Voici la définition que le Code donne du danger :

«danger» Risque ou situation susceptible de causer des blessures à une personne qui y est exposée, ou de la rendre malade, avant qu'il ne puisse y être remédié.  (Le soulignement est de moi).

Robert Mayer dit tout simplement qu'il lui est terriblement douloureux d'empiler plus de sept (7) rangées de sacs superposées et il conclut que c'est dangereux pour lui.  Évidemment, on peut contester son affirmation, à moins de pouvoir l'étayer par d'autres moyens.  C'est pourquoi, je dois consulter le Règlement pour établir si l'employeur a pris les mesures requises pour protéger Robert Mayer.  S'il les a prises, il devient presque impossible de croire que Robert Mayer était en danger, comme il le prétend.  S'il ne les a pas prises, au contraire, je considère que l'affirmation de Robert Mayer est automatiquement étayée.

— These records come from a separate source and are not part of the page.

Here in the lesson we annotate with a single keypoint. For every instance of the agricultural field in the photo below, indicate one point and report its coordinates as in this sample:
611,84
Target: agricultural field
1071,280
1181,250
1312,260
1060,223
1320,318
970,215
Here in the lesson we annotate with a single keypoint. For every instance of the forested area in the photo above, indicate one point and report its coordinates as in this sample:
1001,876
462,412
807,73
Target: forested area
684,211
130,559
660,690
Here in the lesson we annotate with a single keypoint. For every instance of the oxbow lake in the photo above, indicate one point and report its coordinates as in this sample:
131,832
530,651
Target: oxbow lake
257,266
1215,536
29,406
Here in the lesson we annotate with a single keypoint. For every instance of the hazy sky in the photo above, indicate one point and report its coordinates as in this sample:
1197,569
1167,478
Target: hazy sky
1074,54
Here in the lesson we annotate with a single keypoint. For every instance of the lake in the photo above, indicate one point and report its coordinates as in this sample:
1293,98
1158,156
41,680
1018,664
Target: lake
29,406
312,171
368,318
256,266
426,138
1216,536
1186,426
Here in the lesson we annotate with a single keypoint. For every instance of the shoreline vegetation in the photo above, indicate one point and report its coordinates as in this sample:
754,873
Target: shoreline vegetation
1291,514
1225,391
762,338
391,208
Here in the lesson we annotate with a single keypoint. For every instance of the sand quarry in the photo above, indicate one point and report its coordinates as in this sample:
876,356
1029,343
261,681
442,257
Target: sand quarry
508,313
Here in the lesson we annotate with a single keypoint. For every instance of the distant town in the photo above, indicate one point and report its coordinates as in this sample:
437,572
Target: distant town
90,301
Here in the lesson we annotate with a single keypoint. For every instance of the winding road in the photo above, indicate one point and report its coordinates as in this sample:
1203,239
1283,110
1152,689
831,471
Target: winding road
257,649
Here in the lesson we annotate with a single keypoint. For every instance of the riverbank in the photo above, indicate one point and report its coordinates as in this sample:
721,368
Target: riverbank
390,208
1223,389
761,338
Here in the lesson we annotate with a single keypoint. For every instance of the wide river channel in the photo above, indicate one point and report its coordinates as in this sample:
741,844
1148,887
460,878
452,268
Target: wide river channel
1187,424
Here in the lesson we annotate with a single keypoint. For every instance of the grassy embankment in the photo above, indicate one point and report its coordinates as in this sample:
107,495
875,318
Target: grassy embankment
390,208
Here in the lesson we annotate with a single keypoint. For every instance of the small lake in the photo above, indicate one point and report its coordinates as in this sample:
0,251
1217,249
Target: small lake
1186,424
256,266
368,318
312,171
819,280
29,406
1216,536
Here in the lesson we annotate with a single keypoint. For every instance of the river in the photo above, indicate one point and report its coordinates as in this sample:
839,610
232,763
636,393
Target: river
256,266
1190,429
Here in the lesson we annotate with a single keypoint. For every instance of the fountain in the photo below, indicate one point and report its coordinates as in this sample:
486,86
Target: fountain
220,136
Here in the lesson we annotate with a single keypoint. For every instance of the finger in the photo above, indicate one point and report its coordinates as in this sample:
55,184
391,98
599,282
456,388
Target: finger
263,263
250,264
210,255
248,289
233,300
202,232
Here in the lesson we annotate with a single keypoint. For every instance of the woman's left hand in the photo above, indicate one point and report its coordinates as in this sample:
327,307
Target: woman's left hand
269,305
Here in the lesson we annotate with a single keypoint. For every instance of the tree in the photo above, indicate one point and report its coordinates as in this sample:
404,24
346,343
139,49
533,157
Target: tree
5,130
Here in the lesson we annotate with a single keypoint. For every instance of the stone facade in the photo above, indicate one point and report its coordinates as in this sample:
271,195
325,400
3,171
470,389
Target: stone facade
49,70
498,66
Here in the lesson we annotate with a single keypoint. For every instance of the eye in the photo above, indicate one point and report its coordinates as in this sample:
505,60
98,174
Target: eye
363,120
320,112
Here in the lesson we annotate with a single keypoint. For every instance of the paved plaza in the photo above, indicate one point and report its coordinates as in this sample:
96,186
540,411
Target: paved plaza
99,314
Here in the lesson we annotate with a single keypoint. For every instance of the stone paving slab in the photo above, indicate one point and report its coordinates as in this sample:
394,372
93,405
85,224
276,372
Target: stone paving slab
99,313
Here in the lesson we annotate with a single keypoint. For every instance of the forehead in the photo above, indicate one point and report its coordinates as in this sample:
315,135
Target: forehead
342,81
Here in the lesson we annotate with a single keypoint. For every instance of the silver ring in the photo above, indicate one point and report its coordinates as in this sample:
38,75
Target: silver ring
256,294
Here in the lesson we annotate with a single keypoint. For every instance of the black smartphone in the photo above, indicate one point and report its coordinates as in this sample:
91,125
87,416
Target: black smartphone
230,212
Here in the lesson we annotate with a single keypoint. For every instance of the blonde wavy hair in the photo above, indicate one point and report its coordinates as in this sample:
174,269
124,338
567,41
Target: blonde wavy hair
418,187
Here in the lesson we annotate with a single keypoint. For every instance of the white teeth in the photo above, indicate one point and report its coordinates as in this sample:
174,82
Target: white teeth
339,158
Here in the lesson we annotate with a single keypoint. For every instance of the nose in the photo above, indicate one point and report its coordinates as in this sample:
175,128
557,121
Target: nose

L'article 14.47 de la partie XIV du Règlement du Canada sur l'hygiène et la sécurité au travail, qui porte sur la manutention et l'entreposage des matériaux impose des exigences minimum aux employeurs.  Cet article vise à assurer que certaines mesures sont prises pour protéger la sécurité et la santé des employés affectés à la manutention manuelle des matériaux.  Il stipule ceci :

 14.47  Si un employé doit soulever ou transporter manuellement des charges de plus de 10 kilos, l'employeur doit lui donner l'entraînement et la formation nécessaires :
a) sur la façon de soulever et de transporter les charges en toute sécurité;
b) sur les techniques de travail adaptées aux conditions du lieu de travail et à la condition physique de l'employé.

À mon avis, Maple Leaf Mills Inc. n'a pas respecté les exigences minimum prévues par le Règlement.  Par exemple, le Règlement parle d'une «façon de soulever et de transporter les charges en toute sécurité», ce qui veut dire que l'employeur doit élaborer et faire appliquer une méthode sans danger pour le transport et le soulèvement des sacs de farine de 50 kilos.  Étant donné que l'empilage de ces sacs comporte des risques à n'importe quelle hauteur, comme l'a signalé le consultant, il faudrait élaborer une méthode tenant compte des nombreux facteurs qui jouent dans le transport et l'empilage de sacs de farine de 50 kilos.  Évidemment, il faudrait également prévoir une formation adéquate pour s'assurer que les employés sont au courant des risques que leur fait courir la manutention manuelle des matériaux.  En outre, le Règlement prescrit une technique de travail adaptée à la condition physique de chaque employé.  À mon avis, aucune des mesures susmentionnées n'a été prise.

Les travailleurs affectés aux expéditions ont déclaré qu'ils ont seulement reçu une formation sur le tas de leurs collègues ou de leurs superviseurs.  Surtout, il n'a jamais été question d'élaborer une technique de travail adaptée à la condition physique des employés, ce qui est essentiel, dans ce genre de travail.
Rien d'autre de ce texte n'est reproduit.